И крепость зашевелилась.
Оказалось, что их еще немало, этих измученных людей. Они слезали с башен, выбирались из хижин, похожих на могилы. Выползали из крытых ям, где спрятались от стужи, из дыр и нор, из расселин в исполинских стенах. Женщины и мужчины. Больные, раненые. Все, кто мог и даже не мог ходить. Весь народ.
Громада подкатилась к дворцу. Затрещали высокие створы. Но тут позади послышался еще более громкий треск – татары, пользуясь суматохой в крепости, подтащили таран прямо к предвратному сооружению.
Последний приступ. Последний бой.
Редко кому удавалось взять хорезмийскую крепость спереди, со стороны главного входа. Он был отлично укреплен. Обычно пробивали брешь в боковой стене. Но для этого нужны терпение, время и тяжелые осадные орудия. Их нет. И татары решились на отчаянный шаг.
Сухое дерево ворот – все-таки не звонкий камень затвердевшей, слежавшейся глины. Есть надежда поджечь, проломить.
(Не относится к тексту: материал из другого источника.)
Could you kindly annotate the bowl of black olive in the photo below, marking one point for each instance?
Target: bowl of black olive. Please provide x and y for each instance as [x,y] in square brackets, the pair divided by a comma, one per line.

Тем более, что им теперь не смогут помешать – силы осажденных подходят к концу. Предвратное сооружение, мощь Айхана, стало его слабостью, наиболее уязвимым местом.
Степнякам хотелось скорей разделаться с этой злополучной крепостью, забрать что найдется и уйти за Джейхун. Туда, где больше еды. Тут ни одной бродячей собаки не увидишь. Всех съели. И священных собак, и обыкновенных ворон. Падалью питались. Но коней не трогали, берегли, отдавали животным остатки зерна – не жить татарам без коней.
…Последний бой. Последний приступ. Дворец опять пришлось оставить в покое. Немало айханцев окончательно разуверилось в удаче и побросало оружие. Зачем надрываться? Бесполезно. Все равно не осилить. Ни тех, ни этих. Они заодно.
Но часть осажденных сражалась. Всю ночь не стихали крики на башнях. Утром внизу объявился глашатай.